The issue of tie-downs in the emergency department


During a typically busy Saturday evening shift in the emergency department (ED), I am summoned to the trauma room for a “tie-down,” an agitated patient needing restraints. I find the entrance choked with police officers and push my way through to see the patient.  Once there, I see a large, young appearing Black man lying on his back, his hands cuffed tightly together on his stomach, a netted hood over his face to stop the possibility of biting or spitting. I bend close enough to him so he can see me and softly tell him my name and ask him his. He looks away, refusing to meet my eyes, tears forming at the corners of his own. Everything about this feels wrong.

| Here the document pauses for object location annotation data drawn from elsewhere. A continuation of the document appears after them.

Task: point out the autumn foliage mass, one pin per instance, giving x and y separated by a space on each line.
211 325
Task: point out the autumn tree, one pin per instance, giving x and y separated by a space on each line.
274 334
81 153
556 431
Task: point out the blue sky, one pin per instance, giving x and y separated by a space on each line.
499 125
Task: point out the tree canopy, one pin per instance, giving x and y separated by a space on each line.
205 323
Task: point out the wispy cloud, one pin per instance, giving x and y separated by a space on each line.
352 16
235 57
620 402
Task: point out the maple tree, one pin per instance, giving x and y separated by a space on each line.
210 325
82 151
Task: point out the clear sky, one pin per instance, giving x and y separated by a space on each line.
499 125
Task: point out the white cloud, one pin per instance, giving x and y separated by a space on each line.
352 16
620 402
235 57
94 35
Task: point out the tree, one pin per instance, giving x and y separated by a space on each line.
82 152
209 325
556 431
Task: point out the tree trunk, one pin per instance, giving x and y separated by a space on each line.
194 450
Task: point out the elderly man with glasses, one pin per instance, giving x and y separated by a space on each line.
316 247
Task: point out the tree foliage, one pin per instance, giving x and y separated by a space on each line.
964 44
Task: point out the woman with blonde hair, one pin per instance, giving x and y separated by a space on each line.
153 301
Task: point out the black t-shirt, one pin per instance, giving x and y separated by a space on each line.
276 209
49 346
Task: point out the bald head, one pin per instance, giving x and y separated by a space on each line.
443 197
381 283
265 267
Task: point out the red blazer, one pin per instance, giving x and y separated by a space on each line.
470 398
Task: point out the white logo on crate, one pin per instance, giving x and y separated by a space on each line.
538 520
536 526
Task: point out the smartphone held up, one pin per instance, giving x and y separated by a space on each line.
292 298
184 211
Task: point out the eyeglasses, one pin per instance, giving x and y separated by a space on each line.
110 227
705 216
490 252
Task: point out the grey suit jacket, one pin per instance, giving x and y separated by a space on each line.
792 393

For all the decades I have worked as an emergency physician, I have cared for patients who arrive agitated, psychotic, intoxicated on drugs or alcohol, or delirious, risking harm to themselves and others and delaying their diagnostic workups and treatment. Routinely they are treated with chemical sedation, physical restraints, or both, with the intention to remove the physical restraints as quickly as is deemed safe. Neither of these modalities is free from risk, but over the time that I have done this job, the process has been made safer. Each restrained patient has a designated sitter, and vitals and mental status are continuously monitored. Even with careful precautions, however, the use of restraints has the potential for significant harm to the patient. And the experience of being restrained is not only physically dangerous but psychologically damaging as well. It has been our practice to use restraints judiciously but using de-escalation techniques to avoid restraining a patient takes both an experienced provider and a significant time commitment. In the ED, both of these are in short supply, and physical and chemical restraints often seem the most expeditious route to a safe environment.

On this night, however, standing in the trauma room with this patient, I am acutely aware of the potential injustice of restraining him. He is volatile but not out of control. The murder of George Floyd and the Black Lives Matter movement weighs on the room. It is not just because the patient has been yelling at the police to shoot him, but rather it is the fact that he is a young Black man, restrained and surrounded by police. I wonder what justified his being restrained in the first place. Was he doing something that put him or others at a significant risk of injury, or was he simply reacting to the police presence? Is there a bias towards restraining and bringing in agitated Black men just as there is in arresting and imprisoning them?

Restrained patients generally fall into 2 major groups: young men, often under the influence of drugs or alcohol, and older patients who may be suffering from delirium, trauma, or dementia.  Many of the young male patients I see in restraints are Black. Tonight, as the staff waits for my direction, I feel a new discomfort. How can I continue to be complicit in the restraining of people who have been restrained physically, economically, and psychologically for centuries? When I see this man lying on the bed angry, frustrated, and vulnerable, I see a history of Black Americans enslaved, shackled in irons, or running for their lives to get to freedom only to be wrestled to the ground and tied by slave catchers- the southern states first police force.

It is time we change the way we think about agitated patients in the ED.  We need more education and guidance for emergency department personnel who care for these patients. The use of restraints may be necessary for many situations, but we should be approaching each patient with attempts at de-escalation without the use of chemical or physical restraints when possible. I watch this young man and think about what it would feel like to be surrounded by police to fear for your life, to feel the bondage of centuries of repression as your hands are squeezed tight by handcuffs, and you are physically controlled by others. Perhaps I have been complicit all along, but there is time for me to change.

Elizabeth L. Mitchell is an emergency physician.